The new “Affordable Care Act” – the package that includes the new Patient Protection and Affordable Care Act and the new Health Care and Education Reconciliation Act – will ban rescissions of health coverage 6 months after plan years starting after Sept. 23.
A rescission is an act to rescind, or terminate, an in-force health insurance policy.
If health insurers were to stick to the letter of ACA when implementing the rescission ban, most rescission bans would take effect Jan. 1, 2011, because most plans have calendar-year plan years, a health insurance industry official says.
Key House committee leaders have sent a letter asking major carriers to implement the ban 6 months ahead of schedule.
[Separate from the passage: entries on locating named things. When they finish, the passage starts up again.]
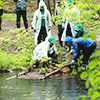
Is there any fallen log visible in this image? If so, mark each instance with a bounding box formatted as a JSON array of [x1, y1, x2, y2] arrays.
[[6, 71, 26, 80], [41, 63, 70, 80]]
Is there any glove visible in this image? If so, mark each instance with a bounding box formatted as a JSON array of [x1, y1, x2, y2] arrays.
[[71, 60, 75, 65], [48, 26, 51, 31], [70, 49, 75, 54], [34, 29, 36, 32], [31, 26, 34, 29], [53, 22, 55, 25], [55, 52, 59, 55], [62, 23, 65, 29]]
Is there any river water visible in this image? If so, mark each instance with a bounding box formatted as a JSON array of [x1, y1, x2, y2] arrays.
[[0, 72, 87, 100]]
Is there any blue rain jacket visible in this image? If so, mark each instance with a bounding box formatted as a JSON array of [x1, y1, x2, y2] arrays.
[[64, 36, 95, 60]]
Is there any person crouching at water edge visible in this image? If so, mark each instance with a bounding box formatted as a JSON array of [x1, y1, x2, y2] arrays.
[[64, 36, 96, 72], [32, 37, 58, 60]]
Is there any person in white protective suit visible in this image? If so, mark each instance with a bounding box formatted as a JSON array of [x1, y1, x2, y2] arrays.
[[32, 37, 58, 60], [53, 0, 64, 47], [31, 0, 51, 44], [61, 0, 80, 41]]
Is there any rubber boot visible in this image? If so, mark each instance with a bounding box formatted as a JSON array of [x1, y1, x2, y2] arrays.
[[24, 22, 28, 29], [16, 22, 20, 28]]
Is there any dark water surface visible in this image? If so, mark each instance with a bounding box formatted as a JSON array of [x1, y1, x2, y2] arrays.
[[0, 73, 87, 100]]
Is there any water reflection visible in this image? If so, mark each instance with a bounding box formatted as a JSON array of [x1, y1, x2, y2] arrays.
[[0, 74, 87, 100]]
The letter has gone out to the chief executives of Aetna Inc., Hartford (NYSE:AET); Assurant Inc., New York (NYSE:AIZ); Humana Inc., Louisville, Ky. (NYSE:HUM); Kaiser Permanente, Oakland, Calif.; UnitedHealth Inc., Minnetonka, Minn. (NYSE:UNH); WellPoint Inc., Indianapolis (NYSE:WLP); and the Blue Cross and Blue Shield Association, Chicago.
The letter was signed by Rep. Sander Levin, D-Mich., chairman of the House Ways and Means Committee; Rep. Henry Waxman, D-Calif.; chairman of the House Energy and Commerce Committee; and Rep. George Miller, D-Calif., chairman of the House Education and Labor Committee.
The chairman of the health subcommittees of the committees also signed the letter.
In the letter, lawmakers urge carriers to end use of rescissions except in cases involving cases of fraud or material misrepresentation.
Lawmakers ask that carriers submit any decisions to rescind or cancel a policy to reviews by independent, outside parties.
“Under such a procedure, no individual health insurance policy should be rescinded until the review confirms that fraud or material misrepresentation has in fact occurred,” lawmakers write.
Implementing the rescission component would ACA early would be consistent with carriers’ announcement that they will act early to give graduating college students the ability to stay on their parents’ health coverage up to age 26, lawmakers write.
Aetna has responded with a statement noting that it updated its rescission policy in 2008.